Recuerdo esa comida como si fuera ayer mismo. Aunque no haya vuelto a tomar sopa de pescado, sigo sabiendo decir los matices exactos de la que preparaba mi madre. Ese 18 de diciembre triste y grisáceo, comenzaron a oírse los truenos al final del segundo plato, al primer intento de hablar como lo habíamos hecho hasta mi confesión. Ese viernes, algo antes de las tres de la tarde, varias nubes cargadas de remordimientos chocaron entre sí y me sentí obligada a decir que lo sentía, que lo sentía muchísimo por ellos, pero no por mí. Me atreví a decir que me había convertido en un pequeño monstruo cubierto de escarcha y no tenía ni idea de como volver a ser quien había sido hasta hacía unos meses; me daba miedo haberme perdido a mí misma en el camino.
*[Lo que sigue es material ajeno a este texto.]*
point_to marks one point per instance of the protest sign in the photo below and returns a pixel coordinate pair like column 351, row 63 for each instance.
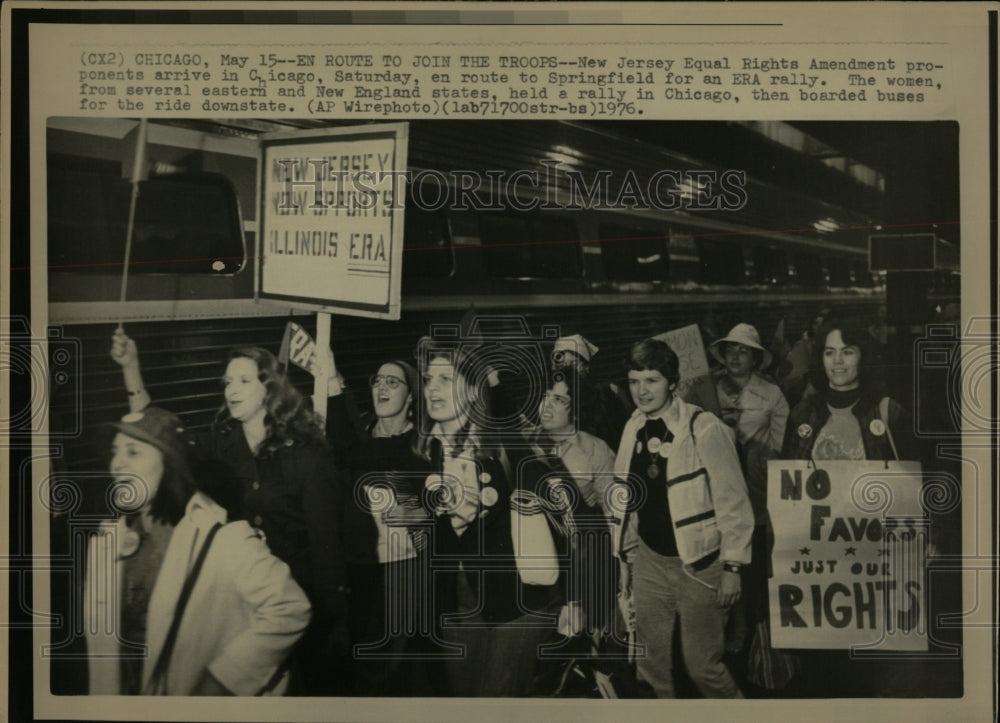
column 332, row 219
column 696, row 381
column 848, row 556
column 297, row 346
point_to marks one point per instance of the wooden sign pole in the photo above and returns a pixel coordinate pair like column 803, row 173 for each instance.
column 320, row 380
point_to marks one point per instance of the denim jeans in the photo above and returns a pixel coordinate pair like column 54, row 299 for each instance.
column 663, row 591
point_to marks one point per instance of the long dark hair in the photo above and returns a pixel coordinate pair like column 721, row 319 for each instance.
column 586, row 406
column 853, row 334
column 289, row 419
column 475, row 399
column 176, row 485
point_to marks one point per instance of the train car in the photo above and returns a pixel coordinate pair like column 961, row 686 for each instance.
column 585, row 241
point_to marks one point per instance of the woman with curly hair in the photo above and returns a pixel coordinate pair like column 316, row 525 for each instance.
column 482, row 600
column 288, row 488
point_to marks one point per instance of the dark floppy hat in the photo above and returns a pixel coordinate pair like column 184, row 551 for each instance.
column 160, row 428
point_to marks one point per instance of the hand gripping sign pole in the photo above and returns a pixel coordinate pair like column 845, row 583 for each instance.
column 320, row 378
column 137, row 172
column 331, row 227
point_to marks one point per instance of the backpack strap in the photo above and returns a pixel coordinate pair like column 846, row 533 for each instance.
column 883, row 413
column 691, row 429
column 192, row 578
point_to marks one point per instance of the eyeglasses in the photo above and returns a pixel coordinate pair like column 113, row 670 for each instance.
column 556, row 399
column 390, row 381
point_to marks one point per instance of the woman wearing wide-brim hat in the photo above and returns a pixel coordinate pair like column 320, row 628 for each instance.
column 757, row 411
column 214, row 611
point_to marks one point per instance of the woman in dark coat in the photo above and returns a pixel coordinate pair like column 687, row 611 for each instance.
column 385, row 532
column 289, row 489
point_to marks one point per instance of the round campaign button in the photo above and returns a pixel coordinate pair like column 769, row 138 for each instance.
column 129, row 544
column 489, row 496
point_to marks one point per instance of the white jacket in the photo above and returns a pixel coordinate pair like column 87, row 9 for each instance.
column 243, row 617
column 709, row 506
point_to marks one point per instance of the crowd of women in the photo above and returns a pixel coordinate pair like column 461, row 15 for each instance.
column 447, row 548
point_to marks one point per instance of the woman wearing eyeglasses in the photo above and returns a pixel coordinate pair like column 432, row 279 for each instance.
column 384, row 524
column 288, row 488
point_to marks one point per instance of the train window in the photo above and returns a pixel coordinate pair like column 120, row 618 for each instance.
column 427, row 250
column 529, row 246
column 556, row 247
column 684, row 262
column 630, row 253
column 840, row 272
column 721, row 262
column 770, row 265
column 506, row 245
column 809, row 270
column 862, row 276
column 184, row 223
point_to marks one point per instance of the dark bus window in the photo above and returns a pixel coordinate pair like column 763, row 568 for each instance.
column 840, row 272
column 809, row 270
column 184, row 223
column 684, row 262
column 721, row 262
column 506, row 245
column 427, row 250
column 770, row 265
column 862, row 276
column 529, row 246
column 556, row 248
column 633, row 254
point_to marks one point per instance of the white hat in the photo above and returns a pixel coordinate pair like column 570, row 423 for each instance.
column 576, row 344
column 746, row 335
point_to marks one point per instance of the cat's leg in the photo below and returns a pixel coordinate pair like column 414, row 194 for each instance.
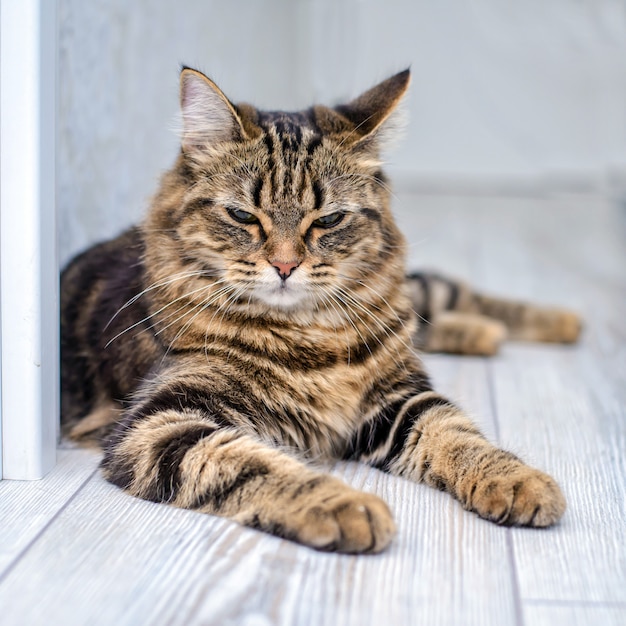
column 430, row 440
column 463, row 333
column 454, row 318
column 194, row 461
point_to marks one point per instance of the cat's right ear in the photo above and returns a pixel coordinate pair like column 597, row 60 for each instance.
column 208, row 116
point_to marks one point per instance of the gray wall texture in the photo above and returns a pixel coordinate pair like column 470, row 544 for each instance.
column 507, row 92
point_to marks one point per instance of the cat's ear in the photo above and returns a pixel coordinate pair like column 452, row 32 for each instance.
column 208, row 116
column 372, row 111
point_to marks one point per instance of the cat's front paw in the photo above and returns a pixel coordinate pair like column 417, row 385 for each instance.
column 345, row 521
column 525, row 497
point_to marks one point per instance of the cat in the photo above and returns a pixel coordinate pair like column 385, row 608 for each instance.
column 260, row 318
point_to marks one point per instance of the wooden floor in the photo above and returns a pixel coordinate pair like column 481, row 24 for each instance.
column 74, row 550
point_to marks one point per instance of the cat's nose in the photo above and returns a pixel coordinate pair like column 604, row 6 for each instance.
column 284, row 269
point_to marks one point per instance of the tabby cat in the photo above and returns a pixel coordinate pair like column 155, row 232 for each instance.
column 261, row 316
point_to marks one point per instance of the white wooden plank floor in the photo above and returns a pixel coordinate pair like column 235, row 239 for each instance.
column 74, row 550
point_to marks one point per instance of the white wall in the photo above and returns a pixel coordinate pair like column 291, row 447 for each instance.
column 504, row 93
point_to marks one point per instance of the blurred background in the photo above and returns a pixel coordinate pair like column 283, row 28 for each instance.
column 516, row 98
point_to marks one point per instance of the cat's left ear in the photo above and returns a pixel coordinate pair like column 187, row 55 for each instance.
column 208, row 116
column 372, row 111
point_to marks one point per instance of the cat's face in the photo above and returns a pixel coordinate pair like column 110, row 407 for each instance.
column 289, row 210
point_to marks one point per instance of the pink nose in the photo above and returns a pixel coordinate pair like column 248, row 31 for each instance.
column 284, row 269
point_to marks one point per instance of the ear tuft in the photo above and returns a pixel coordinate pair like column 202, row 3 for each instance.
column 208, row 115
column 371, row 109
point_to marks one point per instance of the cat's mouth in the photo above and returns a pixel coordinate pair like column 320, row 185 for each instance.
column 284, row 294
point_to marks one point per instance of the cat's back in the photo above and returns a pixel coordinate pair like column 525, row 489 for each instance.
column 98, row 308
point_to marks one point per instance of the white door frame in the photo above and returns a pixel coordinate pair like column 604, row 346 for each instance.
column 28, row 254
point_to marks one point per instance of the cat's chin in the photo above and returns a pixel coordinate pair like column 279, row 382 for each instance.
column 281, row 298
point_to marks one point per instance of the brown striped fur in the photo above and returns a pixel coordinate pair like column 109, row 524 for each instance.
column 261, row 316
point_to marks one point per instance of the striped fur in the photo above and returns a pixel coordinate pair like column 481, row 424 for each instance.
column 261, row 316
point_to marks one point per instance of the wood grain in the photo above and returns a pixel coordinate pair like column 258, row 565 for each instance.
column 26, row 507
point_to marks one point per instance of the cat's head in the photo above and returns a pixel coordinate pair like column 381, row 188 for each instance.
column 288, row 209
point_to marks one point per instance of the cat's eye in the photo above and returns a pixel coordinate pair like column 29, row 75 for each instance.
column 242, row 216
column 327, row 221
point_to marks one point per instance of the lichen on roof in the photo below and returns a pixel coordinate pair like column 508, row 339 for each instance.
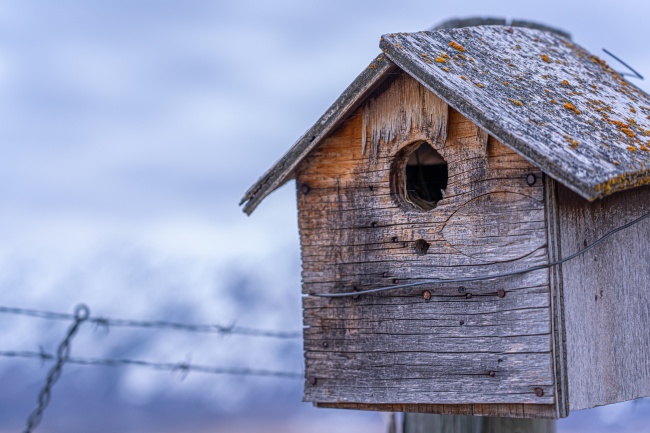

Desde ese 18 de diciembre, llevo intentando matar las arañas azuladas que trepaban bajo mi piel. He tenido que decir adiós a mi casa durante meses cuando éstas se hacían fuertes, he podido saludar a la vida cuando se difuminaban y he vivido maquillando mi piel con base de anhedonia durante años con tal de que no se viesen sus patas venenosas sobre mi dermis y no se pudiese inferir desde fuera mis intentos vanos de arrancarlas.

Hoy, once años más tarde, puedo decir que mis arañas están casi tan nítidas como aquel 17 de diciembre, pero no las estoy tapando. Estoy tratando de matarlas una a una, a un ritmo que espero que sea más rápido que el de su colonización. Espero poder decir adiós al monstruo que llevo dentro, sin tener que despedirme de nuevo de mi casa, de mi primavera y de lo que intento construir para cuando vuelva a ser libre y pueda ser yo.